Namens de fracties van SGP en ChristenUnie sprak senator Holdijk meer vertrouwen uit in de voorgestelde herstructurering van de Raad van State. Deze fracties zien net als de regering voordelen in een beperkt aantal dubbelbenoemingen, vanwege de ‘kruisbestuiving’ van inzichten. Ook Holdijk waarschuwde echter dat ‘dubbelbenoemingen vanzelfsprekend de onpartijdigheid in rechtszaken nooit in de weg mogen staan. Zoiets valt tot op bepaalde hoogte via regelingen te waarborgen, maar moet primair uit het moreel besef van de betrokken personen voortkomen’, zei senator Holdijk.

SP-senator Kox hield de PvdA-fractie voor dat het pleidooi voor een striktere scheiding tussen advisering en rechtspraak niet nodig was geweest als de PvdA-fractie in de Tweede Kamer destijds niet op het laatste moment haar steun had ingetrokken voor een amendement van SP-Kamerlid De Wit. Minister Hirsch Ballin zegde senator Kox toe dat in de toekomst ook vertegenwoordigers van oppositiepartijen lid kunnen worden van de Raad van State. Kox had erop gewezen dat tot nu toe alleen leden van regeringspartijen als CDA, VVD, PvdA en D66 lid zijn van dit hoge College van Staat.
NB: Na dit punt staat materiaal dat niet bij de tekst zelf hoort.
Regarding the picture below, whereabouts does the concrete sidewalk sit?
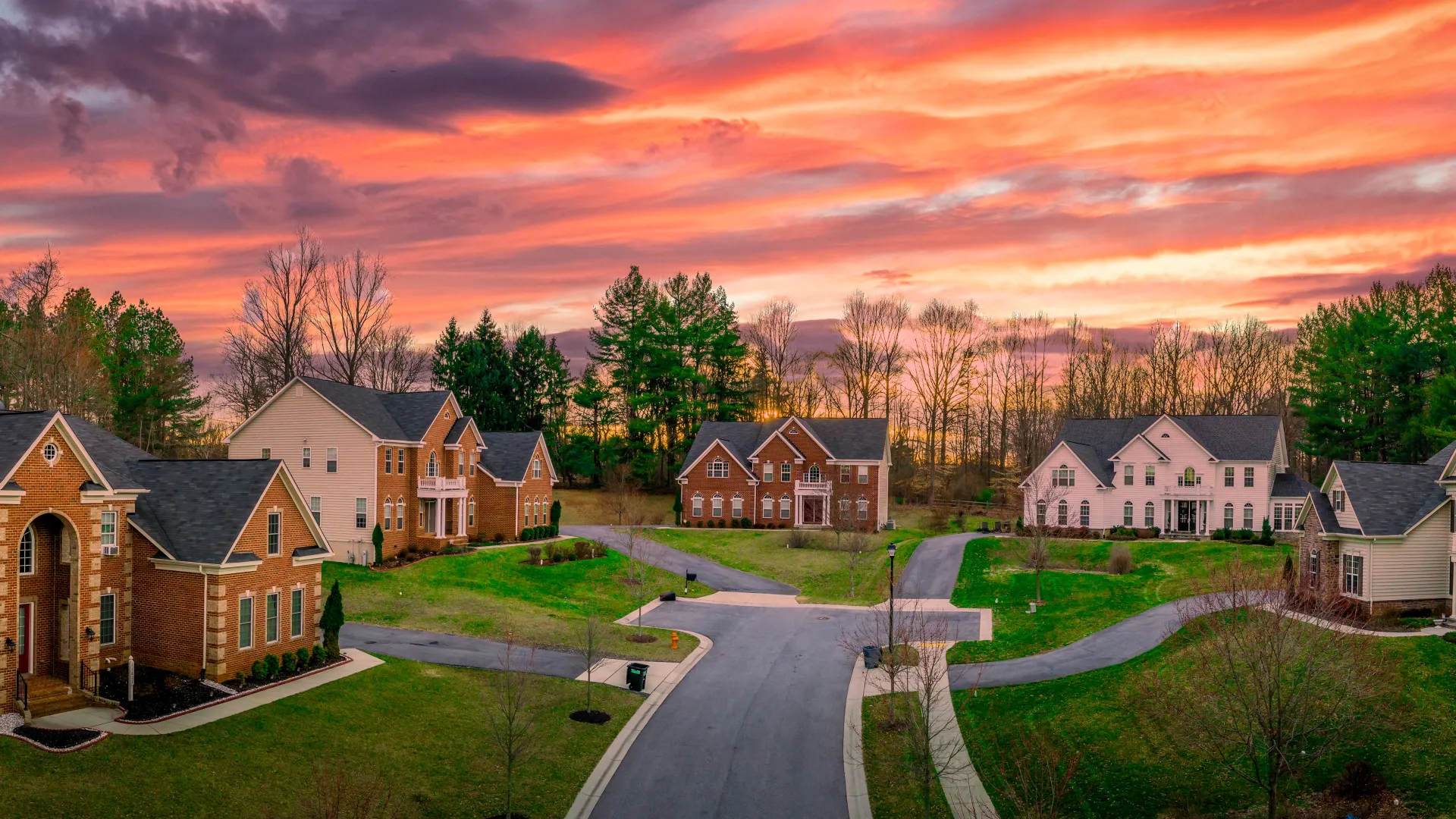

Senator Kox hield de PvdA een passage voor uit het verkiezingsprogramma van die partij, waarin staat dat de adviesfunctie van de Raad van State moet worden overgeheveld naar de Eerste Kamer.

Senator Putters antwoordde namens de PvdA-fractie dat dit een ‘onnozele gedachte’ was die niet op steun van zijn fractie kan rekenen. Putters zei het een goede stap te vinden dat benoemingen transparanter worden, maar pleitte voor een nog opener procedure, naar analogie van die bij leden van de Hoge Raad waarbij de Tweede Kamer een voordracht van drie personen doet. Minister Hirsch Ballin verklaarde daar niet voor te voelen.